Understanding HD

In order to generate new therapies for HD we aim to understand the mechanism of disease. To do this we are undertaking a series of research programmes.

HD genetic modifiers research group

Run by Lesley Jones, Peter Holmans and Tom Massey, this group is focussed on exploring the factors that contribute to delaying disease onset. These factors are both genetic and environmental.

The genetic factors can be identified using powerful techniques that explore the whole genome. This research has already provided new therapeutic targets, mainly in pathways that repair damage to, the DNA. Multiple companies including SV Health Investors through the Dementia Discovery Fund and Triplet Therapeutics are now actively exploring these new therapeutic targets with a view to delaying the onset of disease in people carrying the HD risk gene. We are interacting with some of those companies.

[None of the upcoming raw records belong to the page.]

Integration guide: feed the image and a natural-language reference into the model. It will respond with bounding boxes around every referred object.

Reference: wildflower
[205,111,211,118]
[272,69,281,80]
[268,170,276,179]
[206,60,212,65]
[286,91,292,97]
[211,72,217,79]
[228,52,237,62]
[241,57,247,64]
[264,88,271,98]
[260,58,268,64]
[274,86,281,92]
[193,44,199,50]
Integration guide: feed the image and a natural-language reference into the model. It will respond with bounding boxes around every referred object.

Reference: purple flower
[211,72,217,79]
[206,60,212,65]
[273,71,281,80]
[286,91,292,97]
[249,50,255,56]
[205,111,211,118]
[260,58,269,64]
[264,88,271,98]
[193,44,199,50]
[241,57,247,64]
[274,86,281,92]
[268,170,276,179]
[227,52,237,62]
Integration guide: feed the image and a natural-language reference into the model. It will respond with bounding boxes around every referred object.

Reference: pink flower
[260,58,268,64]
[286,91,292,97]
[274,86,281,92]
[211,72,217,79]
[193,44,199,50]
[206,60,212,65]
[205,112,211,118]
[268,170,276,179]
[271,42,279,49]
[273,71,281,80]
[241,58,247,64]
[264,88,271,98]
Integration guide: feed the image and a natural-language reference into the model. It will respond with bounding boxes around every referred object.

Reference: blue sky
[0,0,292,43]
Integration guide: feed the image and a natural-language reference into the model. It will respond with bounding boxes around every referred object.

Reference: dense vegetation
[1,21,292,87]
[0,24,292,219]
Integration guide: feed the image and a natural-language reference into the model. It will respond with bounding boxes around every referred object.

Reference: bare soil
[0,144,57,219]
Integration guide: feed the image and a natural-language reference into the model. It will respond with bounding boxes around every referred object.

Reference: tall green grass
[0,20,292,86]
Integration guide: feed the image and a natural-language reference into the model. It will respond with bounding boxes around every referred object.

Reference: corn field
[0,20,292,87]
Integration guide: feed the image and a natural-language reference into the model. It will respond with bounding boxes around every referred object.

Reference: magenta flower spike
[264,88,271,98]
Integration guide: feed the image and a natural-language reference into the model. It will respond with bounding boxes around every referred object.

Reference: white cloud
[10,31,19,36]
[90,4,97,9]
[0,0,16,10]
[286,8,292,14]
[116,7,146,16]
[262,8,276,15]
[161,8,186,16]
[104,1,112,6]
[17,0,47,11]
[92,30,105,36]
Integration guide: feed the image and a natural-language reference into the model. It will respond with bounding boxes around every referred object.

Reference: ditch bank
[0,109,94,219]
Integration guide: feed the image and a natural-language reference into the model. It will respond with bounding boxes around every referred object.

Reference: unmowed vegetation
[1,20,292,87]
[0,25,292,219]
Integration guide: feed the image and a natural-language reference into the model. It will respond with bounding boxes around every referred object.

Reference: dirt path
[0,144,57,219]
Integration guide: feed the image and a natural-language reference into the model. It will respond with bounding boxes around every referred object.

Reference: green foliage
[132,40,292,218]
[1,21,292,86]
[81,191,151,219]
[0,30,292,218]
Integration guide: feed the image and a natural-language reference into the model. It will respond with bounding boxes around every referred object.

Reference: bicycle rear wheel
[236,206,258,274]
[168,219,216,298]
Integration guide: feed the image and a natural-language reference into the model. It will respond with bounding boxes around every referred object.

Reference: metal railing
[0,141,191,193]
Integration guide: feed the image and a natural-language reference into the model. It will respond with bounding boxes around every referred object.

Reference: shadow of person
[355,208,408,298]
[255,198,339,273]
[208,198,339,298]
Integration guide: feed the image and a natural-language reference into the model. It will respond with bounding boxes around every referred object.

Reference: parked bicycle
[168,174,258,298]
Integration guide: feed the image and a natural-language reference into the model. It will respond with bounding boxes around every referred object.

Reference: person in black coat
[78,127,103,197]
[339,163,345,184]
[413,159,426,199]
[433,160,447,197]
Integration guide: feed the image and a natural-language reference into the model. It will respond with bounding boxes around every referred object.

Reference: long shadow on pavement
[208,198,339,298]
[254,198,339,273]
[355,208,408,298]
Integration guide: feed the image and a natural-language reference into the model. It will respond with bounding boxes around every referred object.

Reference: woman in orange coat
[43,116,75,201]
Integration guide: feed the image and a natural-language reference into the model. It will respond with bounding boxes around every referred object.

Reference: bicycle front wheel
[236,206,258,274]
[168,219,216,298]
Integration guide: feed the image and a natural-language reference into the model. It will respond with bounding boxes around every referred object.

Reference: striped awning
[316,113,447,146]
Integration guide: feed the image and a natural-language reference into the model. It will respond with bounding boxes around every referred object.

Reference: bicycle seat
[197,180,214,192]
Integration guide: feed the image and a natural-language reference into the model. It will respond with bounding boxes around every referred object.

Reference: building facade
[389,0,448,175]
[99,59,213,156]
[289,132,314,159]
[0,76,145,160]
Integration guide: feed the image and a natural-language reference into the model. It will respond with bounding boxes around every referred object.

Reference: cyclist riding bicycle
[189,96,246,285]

Additionally, we are exploring genetic factors underlying other HD symptoms, such as psychiatric problems (psychosis, apathy, depression, irritability) and cognitive impairment.

The Dion group

The Dion group is interested in gene editing and epigenome editing for expanded CAG/CTG repeats.

These unusual sequences cause 13 different neurological disorders, including Huntington's disease and myotonic dystrophy. They all remain without effective treatments.

We are looking for novel and innovative therapeutic avenues. In addition, we are developing new technologies to screen for factors that affect repeat size and novel methods to size expanded repeats to speed up pre-clinical studies and improve diagnosis.

Current studies

• Pilot investigation to characterise the in vitro and in vivo effects of FAN1 in Huntington’s disease. 
• Integrating genetic and functional data to identify pathogenic pathways modifying the progression and phenotypic expression of Huntington's disease.
• MSH3: a disease modifying approach to Huntington’s disease. LoQus23 Therapeutics.